Tale Eight

317 40 5
                                    

Tale Eight

"Aku ingin hidup, lebih dari apa pun dan siapa pun. Tapi Tuhan nggak memberiku waktu banyak."

Raka Alexander

"Kamu baik-baik saja?" tanya Reina saat melihat kedatangan Raka.

Raka menaikan sebelah alis melihat Reina dan Aidan tengah duduk di sofa, sedang di sudut rumah ada koper besar yang terlihat familier. Bukankah koper itu milik Reina? Kenapa wanita itu membawa kopernya ke sini?

"Sedang apa kalian di sini?" tanya Raka saat melihat Aidan dan Reina di rumahnya, sedangkan Arka asik menonton tivi.

"Coba tebak?" Reina tersenyum sangat lebar, lalu menunjuk koper yang tergeletak di sudut ruangan.

Raka langsung menatap Aidan yang memutar bola mata, seolah dia juga sudah menyerah menghadapi sikap Reina. "Kamu ... mau liburan?"

Reina menggeleng masih dengan senyum lebar di wajah. "Bukan, tebak lagi!"

Raka menelengkan kepala. "Kalian mau menitipkan Arka padaku?"

Reina kembali menggeleng. "Bukan."

"Lalu?" Raka menyerah, menghadapi Reina hanya akan membuat dia pusing setengah mati. Raka duduk di hadapan Aidan, menatap lelaki itu dan memberi kode agar Aidan memberitahu apa yang terjadi.

"Kami-akan-pindah-ke-sini. Bagus, bukan?!" seru Reina bahagia.

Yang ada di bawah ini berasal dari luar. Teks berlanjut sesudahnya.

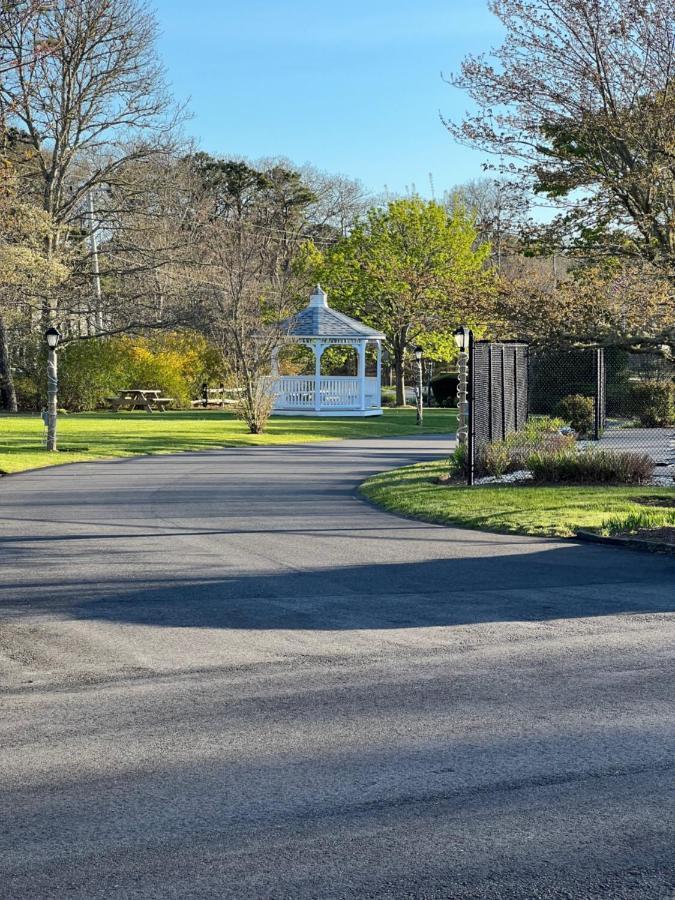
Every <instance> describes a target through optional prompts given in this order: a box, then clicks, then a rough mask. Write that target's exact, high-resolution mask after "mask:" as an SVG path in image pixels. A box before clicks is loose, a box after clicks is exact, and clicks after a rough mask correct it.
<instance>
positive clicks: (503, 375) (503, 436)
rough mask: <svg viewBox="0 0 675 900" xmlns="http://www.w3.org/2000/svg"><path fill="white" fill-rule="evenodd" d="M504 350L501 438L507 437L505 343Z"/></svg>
mask: <svg viewBox="0 0 675 900" xmlns="http://www.w3.org/2000/svg"><path fill="white" fill-rule="evenodd" d="M501 350H502V358H501V367H502V434H501V440H502V441H503V440H505V439H506V366H505V360H504V345H503V344H502V346H501Z"/></svg>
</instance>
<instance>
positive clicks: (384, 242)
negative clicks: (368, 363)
mask: <svg viewBox="0 0 675 900" xmlns="http://www.w3.org/2000/svg"><path fill="white" fill-rule="evenodd" d="M489 257H490V245H489V243H483V244H479V242H478V234H477V231H476V228H475V225H474V221H473V217H472V216H470V215H469V214H468V213H467V211H466V210H465V209H464V208H463V207H462V206H461V205H459V204H456V205H455V206H454V207H453V208H452V209H451V210H450V211H448V210H446V209H444V208H443V207H442V206H440V205H439V204H438V203H435V202H427V201H425V200H422V199H421V198H419V197H412V198H406V199H403V200H394V201H393V202H391V203H389V204H388V205H387V207H386V208H384V209H380V208H374V209H371V210H370V212H369V213H368V214H367V217H366V220H365V222H364V223H363V224H362V225H359V226H358V227H356V228H355V229H354V230H353V231H352V232H351V234H350V235H349V236H348V237H346V238H345V239H344V240H342V241H339V242H338V243H337V244H335V245H334V246H333V247H330V248H328V249H327V250H325V251H324V252H320V251H319V250H317V249H316V248H314V247H310V248H308V250H307V252H306V257H305V261H304V262H305V267H306V268H307V270H308V271H309V272H310V273H311V274H312V277H313V278H314V279H318V280H320V281H321V283H322V284H323V285H324V286H325V287H326V288H327V289H328V291H329V295H330V297H331V303H332V305H334V306H335V307H336V308H338V309H341V310H342V311H344V312H347V313H349V314H350V315H353V316H356V317H358V318H359V319H362V320H363V321H364V322H365V323H366V324H368V325H371V326H372V327H374V328H379V329H380V330H381V331H382V332H384V334H385V335H386V336H387V342H388V344H389V348H390V350H391V353H392V357H393V360H394V371H395V374H396V403H397V404H398V405H403V403H404V402H405V375H404V372H405V362H406V354H407V351H408V349H409V348H410V346H411V345H412V344H414V343H416V342H417V341H418V340H419V339H420V337H421V335H422V334H423V333H425V332H428V331H439V330H442V329H445V330H449V329H450V328H452V327H453V326H454V325H457V324H458V323H459V321H460V319H462V318H465V317H466V316H467V315H468V312H469V311H470V309H471V305H472V304H471V298H472V297H474V296H475V295H476V294H477V293H478V292H480V291H486V290H489V286H490V281H491V276H490V274H489V272H488V270H487V267H486V264H487V261H488V260H489Z"/></svg>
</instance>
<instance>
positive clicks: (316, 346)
mask: <svg viewBox="0 0 675 900" xmlns="http://www.w3.org/2000/svg"><path fill="white" fill-rule="evenodd" d="M313 349H314V412H319V411H320V410H321V357H322V356H323V351H324V350H325V349H326V345H325V344H322V343H321V342H320V341H317V342H316V343H315V344H314V345H313Z"/></svg>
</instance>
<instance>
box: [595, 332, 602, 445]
mask: <svg viewBox="0 0 675 900" xmlns="http://www.w3.org/2000/svg"><path fill="white" fill-rule="evenodd" d="M594 356H595V360H594V362H595V440H596V441H599V440H600V438H601V437H602V432H603V430H604V426H605V416H604V411H605V410H604V406H605V351H604V350H603V348H602V347H599V348H598V349H597V350H596V351H595V354H594Z"/></svg>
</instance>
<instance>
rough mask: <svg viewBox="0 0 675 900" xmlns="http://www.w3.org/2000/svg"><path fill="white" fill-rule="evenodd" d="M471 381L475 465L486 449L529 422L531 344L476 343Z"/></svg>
mask: <svg viewBox="0 0 675 900" xmlns="http://www.w3.org/2000/svg"><path fill="white" fill-rule="evenodd" d="M470 381H471V383H470V390H469V396H470V410H471V423H470V430H471V440H470V442H469V449H470V453H471V456H472V460H471V462H473V460H474V459H475V458H476V456H477V454H479V453H480V451H481V449H482V448H483V447H485V446H487V444H490V443H491V442H492V441H499V440H503V439H504V438H505V437H506V435H507V434H510V433H511V432H513V431H517V430H519V429H520V428H522V427H523V425H524V424H525V423H526V421H527V408H528V348H527V345H526V344H520V343H494V344H493V343H488V342H487V341H476V342H475V343H474V345H473V352H472V355H471V375H470ZM470 468H471V469H472V468H473V466H472V465H471V467H470Z"/></svg>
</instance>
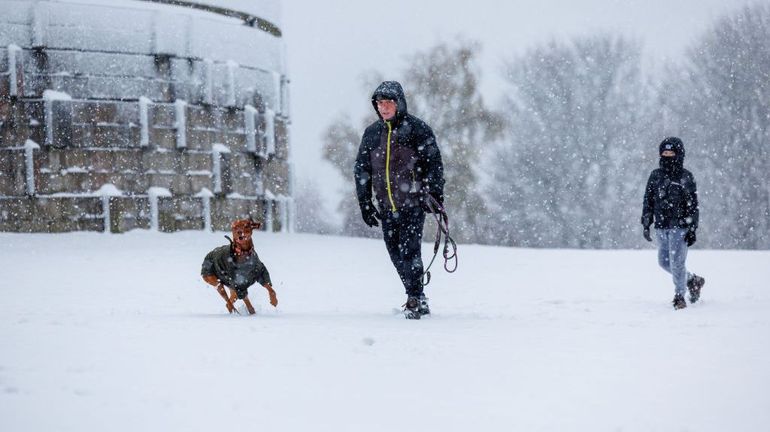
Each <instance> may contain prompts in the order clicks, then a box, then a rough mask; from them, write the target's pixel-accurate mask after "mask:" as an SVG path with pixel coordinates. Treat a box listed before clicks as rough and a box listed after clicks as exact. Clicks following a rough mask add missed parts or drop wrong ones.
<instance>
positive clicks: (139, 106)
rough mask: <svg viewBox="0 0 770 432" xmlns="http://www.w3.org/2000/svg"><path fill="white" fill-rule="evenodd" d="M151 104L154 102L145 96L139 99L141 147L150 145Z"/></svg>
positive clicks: (139, 125) (140, 144)
mask: <svg viewBox="0 0 770 432" xmlns="http://www.w3.org/2000/svg"><path fill="white" fill-rule="evenodd" d="M150 103H152V101H151V100H150V99H148V98H146V97H144V96H142V97H140V98H139V126H140V127H141V132H140V139H139V146H140V147H147V146H149V145H150V115H149V112H150Z"/></svg>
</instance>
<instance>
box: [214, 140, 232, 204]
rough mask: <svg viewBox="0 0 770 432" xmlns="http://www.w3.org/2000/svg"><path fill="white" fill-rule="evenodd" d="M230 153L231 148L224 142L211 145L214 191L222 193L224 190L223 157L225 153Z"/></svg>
mask: <svg viewBox="0 0 770 432" xmlns="http://www.w3.org/2000/svg"><path fill="white" fill-rule="evenodd" d="M227 153H230V149H229V148H227V146H225V145H224V144H220V143H217V144H214V145H213V146H211V165H212V168H213V169H212V171H213V172H212V175H213V176H214V193H222V191H223V190H224V188H223V182H222V158H223V157H224V156H222V155H224V154H227Z"/></svg>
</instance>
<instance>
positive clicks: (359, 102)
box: [282, 0, 770, 208]
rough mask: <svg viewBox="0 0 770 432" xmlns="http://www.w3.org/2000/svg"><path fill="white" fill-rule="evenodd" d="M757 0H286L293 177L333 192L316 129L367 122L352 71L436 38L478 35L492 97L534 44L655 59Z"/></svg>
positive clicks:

Reina tersenyum bahagia, Arka ikut tertawa, Aidan menunduk dengan wajah lesu, sedangkan Raka melongo. Apa kata Reina tadi? Tinggal di sini? Di rumahnya? Serius?!

"Whoah, jangan bercanda, deh!" Raka menyahut kesal.

"Aku nggak bercanda. Mulai sekarang kita akan tinggal di sini. Bersama-sama mengawasimu dan memaksamu untuk melakukan segala hal yang kita mau."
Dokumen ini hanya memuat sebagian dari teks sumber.